Светлый фон

— Покоряюсь воле вашей милости, — Каас бережно поддержал меня. — Я провожу леди Горст.

Ноги сами развернули меня и понесли прочь из кабинета. Всё разрешилось лучше, чем я могла предположить ещё несколько часов назад. Мне больше не угрожали ни Зандагат, ни Пента Толмунда, ни даже Кедровки.

По воле чьей-то милости я снова стала студенткой Кроуницкой королевской академии. Это означало, что я смогу продолжить учёбу, увидеть друзей и… разум запнулся, забуксовал, как дилижанс Миллу в луже размякшей после дождя провинциальной дороги.

Конечно, это было не моё прошение. Я не имела к нему ни малейшего отношения. Но я узнала почерк. Поток лиц, бордовых мантий, охранная арка, мостовая и скальная архитектура Кроуница слились в одно-единственное слово, написанное напротив моей фамилии небрежным мужским почерком.

И это слово было «мейлори».

 

* * *

Когда мы вышли на высокий и хмурый берег с оградой из булыжного камня, я уже успела немного прийти в себя. До набережной я просто брела наугад, как Каас в лесу, не выбирая дороги. Стязатель молча шёл за мной, к счастью, не делая попыток ни остановить меня, ни заговорить.

Мне нужно было время, чтобы обдумать всё произошедшее.

Кто написал прошение? Как давно? Ответы на оба вопроса напрашивались сами собой, и это-то меня и смущало. Знакомый почерк как будто нарочно должен был меня убедить в том, что мой ментор — Кирмос лин де Блайт. Но я уже успела уяснить, что в больших играх не бывает всё слишком прозрачно. Шестым чувством я ощущала, что это могло быть подстроено. Воронка, что кружила вокруг меня, стискивалась сильнее. Как маленькому паучку расширить сознание и увидеть что-то за его пределами?

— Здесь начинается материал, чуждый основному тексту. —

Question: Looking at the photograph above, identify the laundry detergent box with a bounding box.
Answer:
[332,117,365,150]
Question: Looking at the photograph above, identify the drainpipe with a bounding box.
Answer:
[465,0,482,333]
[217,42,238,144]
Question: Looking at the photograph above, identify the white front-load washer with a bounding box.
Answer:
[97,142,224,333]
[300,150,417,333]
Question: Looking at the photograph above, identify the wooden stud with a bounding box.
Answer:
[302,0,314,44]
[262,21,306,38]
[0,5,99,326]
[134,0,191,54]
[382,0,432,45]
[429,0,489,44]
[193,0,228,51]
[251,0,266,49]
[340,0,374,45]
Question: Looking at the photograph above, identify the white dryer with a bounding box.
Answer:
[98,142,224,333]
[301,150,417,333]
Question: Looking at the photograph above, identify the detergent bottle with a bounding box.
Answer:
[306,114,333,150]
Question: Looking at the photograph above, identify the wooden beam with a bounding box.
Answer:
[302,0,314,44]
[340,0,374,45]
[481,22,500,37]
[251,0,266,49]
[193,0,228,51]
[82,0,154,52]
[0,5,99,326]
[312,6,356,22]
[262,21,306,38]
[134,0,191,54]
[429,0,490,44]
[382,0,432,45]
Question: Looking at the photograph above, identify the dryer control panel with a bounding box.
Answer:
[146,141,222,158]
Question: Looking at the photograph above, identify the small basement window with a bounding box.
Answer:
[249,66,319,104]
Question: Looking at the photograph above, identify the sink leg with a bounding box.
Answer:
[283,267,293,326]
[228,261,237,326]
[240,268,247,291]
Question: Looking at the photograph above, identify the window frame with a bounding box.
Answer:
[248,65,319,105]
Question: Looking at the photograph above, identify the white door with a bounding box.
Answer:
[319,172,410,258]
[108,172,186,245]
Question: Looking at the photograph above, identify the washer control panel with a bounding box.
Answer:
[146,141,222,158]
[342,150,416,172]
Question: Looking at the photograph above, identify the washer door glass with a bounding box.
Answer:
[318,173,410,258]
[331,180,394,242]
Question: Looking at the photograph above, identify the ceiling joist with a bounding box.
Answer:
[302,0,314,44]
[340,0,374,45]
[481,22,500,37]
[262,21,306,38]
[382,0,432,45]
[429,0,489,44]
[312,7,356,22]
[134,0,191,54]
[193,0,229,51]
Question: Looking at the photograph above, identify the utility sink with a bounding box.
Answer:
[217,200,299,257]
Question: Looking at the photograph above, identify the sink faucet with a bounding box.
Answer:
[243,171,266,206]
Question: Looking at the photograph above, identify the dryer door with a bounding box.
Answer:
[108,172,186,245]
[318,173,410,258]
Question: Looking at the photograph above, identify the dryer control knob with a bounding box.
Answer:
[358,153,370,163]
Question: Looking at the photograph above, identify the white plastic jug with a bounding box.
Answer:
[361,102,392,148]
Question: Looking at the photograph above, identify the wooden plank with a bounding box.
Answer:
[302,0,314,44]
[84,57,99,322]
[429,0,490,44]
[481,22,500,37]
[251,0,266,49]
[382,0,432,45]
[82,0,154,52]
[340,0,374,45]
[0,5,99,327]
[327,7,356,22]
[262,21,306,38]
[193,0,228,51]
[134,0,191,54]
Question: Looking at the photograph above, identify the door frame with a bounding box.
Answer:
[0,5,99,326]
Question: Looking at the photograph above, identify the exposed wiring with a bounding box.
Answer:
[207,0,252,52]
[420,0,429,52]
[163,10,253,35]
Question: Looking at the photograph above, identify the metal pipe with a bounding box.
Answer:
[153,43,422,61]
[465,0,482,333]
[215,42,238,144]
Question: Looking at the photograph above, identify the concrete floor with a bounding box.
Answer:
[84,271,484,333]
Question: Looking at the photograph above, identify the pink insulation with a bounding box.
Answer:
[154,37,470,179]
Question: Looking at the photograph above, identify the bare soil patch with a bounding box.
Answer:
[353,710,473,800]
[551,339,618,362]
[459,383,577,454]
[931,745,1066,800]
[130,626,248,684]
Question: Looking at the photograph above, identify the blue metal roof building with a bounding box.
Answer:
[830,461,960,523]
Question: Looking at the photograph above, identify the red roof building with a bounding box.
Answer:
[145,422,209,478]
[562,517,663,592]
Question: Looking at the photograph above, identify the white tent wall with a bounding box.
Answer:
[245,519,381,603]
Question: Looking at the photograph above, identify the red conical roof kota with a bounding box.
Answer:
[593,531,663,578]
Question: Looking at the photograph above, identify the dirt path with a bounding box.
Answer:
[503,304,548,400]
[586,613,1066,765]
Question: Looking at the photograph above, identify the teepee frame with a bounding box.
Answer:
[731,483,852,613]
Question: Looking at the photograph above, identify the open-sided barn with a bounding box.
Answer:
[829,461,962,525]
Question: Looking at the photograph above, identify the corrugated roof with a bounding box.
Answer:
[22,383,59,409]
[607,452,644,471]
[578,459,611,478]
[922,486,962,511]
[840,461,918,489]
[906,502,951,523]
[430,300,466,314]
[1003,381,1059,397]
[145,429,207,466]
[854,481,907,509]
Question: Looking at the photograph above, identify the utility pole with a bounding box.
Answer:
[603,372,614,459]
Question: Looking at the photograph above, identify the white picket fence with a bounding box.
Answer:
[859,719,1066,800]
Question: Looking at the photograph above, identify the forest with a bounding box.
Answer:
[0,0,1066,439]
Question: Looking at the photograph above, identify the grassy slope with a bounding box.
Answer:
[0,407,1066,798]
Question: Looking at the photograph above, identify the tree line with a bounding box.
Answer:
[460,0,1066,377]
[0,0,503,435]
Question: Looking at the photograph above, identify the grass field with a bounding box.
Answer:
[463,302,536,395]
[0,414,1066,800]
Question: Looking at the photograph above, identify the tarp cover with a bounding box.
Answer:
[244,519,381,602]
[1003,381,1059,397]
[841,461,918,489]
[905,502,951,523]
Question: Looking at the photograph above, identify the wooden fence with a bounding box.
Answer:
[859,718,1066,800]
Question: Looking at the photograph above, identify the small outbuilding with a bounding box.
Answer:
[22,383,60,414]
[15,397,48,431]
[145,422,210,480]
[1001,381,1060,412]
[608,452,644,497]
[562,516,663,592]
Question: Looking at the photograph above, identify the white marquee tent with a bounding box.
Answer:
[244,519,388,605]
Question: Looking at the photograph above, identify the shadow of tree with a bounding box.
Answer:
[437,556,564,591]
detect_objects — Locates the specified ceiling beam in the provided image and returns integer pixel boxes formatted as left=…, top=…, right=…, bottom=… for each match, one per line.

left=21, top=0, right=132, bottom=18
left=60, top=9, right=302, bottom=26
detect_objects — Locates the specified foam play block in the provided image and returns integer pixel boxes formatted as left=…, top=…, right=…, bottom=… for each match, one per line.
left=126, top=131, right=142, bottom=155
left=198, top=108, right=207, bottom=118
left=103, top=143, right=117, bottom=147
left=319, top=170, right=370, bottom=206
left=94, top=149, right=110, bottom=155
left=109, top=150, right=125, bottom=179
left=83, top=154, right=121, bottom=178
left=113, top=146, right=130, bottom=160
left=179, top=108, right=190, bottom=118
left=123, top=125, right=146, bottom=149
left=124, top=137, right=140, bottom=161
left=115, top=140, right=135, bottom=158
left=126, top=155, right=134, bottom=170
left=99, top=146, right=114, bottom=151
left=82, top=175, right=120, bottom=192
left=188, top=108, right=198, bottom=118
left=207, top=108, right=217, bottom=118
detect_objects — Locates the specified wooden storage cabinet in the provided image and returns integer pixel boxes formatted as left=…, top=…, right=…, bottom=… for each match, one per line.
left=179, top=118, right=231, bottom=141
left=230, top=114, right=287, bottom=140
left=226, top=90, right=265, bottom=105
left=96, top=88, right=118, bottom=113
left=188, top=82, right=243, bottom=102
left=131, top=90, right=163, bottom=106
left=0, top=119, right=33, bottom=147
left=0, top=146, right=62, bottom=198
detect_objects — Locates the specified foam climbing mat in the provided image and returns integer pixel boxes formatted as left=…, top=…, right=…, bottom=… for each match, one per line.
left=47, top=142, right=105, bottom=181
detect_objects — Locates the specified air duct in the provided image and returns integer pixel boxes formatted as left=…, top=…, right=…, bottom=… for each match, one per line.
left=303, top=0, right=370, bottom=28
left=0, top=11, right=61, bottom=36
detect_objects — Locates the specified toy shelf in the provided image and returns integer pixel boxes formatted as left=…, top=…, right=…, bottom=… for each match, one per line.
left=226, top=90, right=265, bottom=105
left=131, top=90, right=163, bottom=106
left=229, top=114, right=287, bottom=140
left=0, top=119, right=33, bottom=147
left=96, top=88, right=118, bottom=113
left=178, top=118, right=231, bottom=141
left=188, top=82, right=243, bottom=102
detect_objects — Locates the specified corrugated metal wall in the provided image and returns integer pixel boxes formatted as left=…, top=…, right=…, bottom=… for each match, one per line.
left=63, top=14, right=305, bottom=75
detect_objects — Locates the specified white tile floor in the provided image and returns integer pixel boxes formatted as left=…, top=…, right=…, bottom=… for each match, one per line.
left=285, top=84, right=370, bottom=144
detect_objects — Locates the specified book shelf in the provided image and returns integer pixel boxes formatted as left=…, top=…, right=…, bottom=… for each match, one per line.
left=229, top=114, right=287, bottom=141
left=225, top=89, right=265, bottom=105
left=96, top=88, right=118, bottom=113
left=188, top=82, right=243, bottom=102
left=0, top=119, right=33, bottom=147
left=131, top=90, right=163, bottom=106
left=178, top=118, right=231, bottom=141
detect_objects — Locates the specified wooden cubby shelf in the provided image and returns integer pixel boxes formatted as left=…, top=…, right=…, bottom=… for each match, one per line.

По мере удаления от консульства, на каменном ограждении набережной появлялось всё больше бурого мха и плесени. В голове гулом отдавался прибой, грохочущий совсем близко. Ветер то и дело сдувал с меня капюшон, который я настойчиво накидывала обратно. В конце концов я сдалась, оставив вышитого льва болтаться за спиной.

— Каас, — позвала я, как только здание консульства полностью скрылось из вида, — кто-то может подать прошение за меня?

— Никто, — стязатель поравнялся со мной, охотно вступая в беседу. — Прошение подаётся лично, с фамильным пергаментом, который при тебе вскрывают работники консульства.

Я нащупала в складках накидки свой фамильный пергамент. При мне его точно никто не вскрывал.

В этом месте набережная отделялась от города большой ступенью каменной кладки, поэтому нас никто не слышал. Кроме желтоголовых олуш, кричащих над поверхностью морской глади. Крылатые охотницы ныряли за своей блестящей добычей и с плеском вырывались из пенящейся воды. Периодически эти нахалки запрыгивали на ограждение, громко и доходчиво требуя угощения.